I've been watching some great videos over at Yahoo's YUI Theater and have especially enjoyed ones about JavaScript and Ajax by Douglas Crockford (a JavaScript architect at Yahoo). Listening to his talks, I've come to respect JavaScript more. As a programming language, it has a very interesting history, and although it has many deficiences, it's actually a very powerful, expressive, and in many ways innovative language. [more]It supports some interesting programmatic constructs: objects are associate arrays (obj.x = 10 and obj["x"] = 10 are equivalent, it uses prototypal inheritance (instead of inheriting from classes, objects just inherit from other objects), and functions are first class (meaning functions are objects and can be acted on just as regular objects - a very Lisp-like idea - JavaScript is probably the only mainstream language that supports this). JavaScript was partially designed to be lightweight, script version of Java hosted in a web browser (initally Netscape Navigator), and yet today it is better than Java in applications that Java was originally intended for.

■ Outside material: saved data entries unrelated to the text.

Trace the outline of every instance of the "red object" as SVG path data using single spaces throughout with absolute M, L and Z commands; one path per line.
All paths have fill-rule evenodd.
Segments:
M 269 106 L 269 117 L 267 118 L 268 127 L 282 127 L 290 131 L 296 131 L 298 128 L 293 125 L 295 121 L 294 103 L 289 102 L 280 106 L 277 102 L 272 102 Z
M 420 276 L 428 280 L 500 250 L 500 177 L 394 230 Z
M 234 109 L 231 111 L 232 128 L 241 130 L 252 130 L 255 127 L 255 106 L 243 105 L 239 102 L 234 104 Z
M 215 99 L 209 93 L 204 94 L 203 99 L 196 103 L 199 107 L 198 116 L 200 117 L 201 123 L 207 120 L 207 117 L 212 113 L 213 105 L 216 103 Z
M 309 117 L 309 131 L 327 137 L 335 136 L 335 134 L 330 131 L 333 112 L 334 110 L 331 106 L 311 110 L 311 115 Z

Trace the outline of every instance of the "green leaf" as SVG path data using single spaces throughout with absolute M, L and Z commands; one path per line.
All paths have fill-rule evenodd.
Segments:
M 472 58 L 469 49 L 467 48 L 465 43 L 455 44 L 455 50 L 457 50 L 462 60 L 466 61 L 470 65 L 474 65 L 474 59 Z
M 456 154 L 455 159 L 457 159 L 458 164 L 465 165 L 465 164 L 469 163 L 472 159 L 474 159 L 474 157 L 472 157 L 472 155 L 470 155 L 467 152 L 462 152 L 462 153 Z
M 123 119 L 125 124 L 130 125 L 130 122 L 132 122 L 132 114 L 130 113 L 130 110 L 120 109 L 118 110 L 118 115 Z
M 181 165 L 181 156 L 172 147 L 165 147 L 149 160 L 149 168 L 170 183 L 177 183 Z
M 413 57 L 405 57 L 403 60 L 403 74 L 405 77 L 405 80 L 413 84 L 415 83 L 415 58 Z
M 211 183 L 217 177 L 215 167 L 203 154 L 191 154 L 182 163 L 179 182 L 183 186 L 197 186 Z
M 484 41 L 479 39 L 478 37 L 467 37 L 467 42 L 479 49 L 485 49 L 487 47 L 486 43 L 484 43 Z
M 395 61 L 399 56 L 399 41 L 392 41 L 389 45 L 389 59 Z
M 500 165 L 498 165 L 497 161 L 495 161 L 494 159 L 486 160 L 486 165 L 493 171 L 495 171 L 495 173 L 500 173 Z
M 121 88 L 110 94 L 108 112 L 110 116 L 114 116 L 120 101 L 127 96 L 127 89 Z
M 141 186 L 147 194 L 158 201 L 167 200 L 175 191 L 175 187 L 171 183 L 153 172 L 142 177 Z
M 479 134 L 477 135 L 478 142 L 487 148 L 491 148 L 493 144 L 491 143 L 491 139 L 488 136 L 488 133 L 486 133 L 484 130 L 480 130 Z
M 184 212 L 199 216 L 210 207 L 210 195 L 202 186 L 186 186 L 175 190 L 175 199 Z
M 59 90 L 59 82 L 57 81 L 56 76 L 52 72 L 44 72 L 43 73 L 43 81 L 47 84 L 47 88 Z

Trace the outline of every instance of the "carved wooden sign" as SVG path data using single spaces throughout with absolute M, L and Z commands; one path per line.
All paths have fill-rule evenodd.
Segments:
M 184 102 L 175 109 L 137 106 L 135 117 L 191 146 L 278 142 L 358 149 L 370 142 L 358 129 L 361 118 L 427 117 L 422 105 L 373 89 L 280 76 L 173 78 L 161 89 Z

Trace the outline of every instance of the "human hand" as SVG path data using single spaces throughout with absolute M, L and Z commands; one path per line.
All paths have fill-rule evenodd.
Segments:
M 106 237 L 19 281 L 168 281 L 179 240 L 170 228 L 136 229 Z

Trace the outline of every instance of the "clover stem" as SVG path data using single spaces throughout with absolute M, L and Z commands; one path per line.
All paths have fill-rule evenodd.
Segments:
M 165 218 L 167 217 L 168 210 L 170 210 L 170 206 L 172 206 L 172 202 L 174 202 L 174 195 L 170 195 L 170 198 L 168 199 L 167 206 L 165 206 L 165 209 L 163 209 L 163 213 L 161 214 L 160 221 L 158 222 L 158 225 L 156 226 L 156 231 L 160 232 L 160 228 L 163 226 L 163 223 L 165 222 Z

However, JavaScript does have many problems. Weak typing can be a turn-off for programmers familiar with more traditional, strongly-typed languages. JavaScript's runtime is the web browser, and differences in browsers has caused havoc over the language's history. Pile on top of that design errors in the language, a poor official standard by ECMA, and inferior development environments, and you can see why many "serious" programmers might be hesitant to work with it. In fact, there has been a lot of effort to insulate developers from JavaScript (take the Google Web Toolkit's strategy [Java to JavaScript] or Microsoft's Volta [.Net to JavaScript] as examples - there are many others as well). I like a comment I heard recently in an interview with Erik Meijer (one of Volta's principal architects), in which he said something like, "We're viewing JavaScript as a nice, cross browser, cross platform runtime. It's a good runtime, but you don't want to work with JavaScript as a language."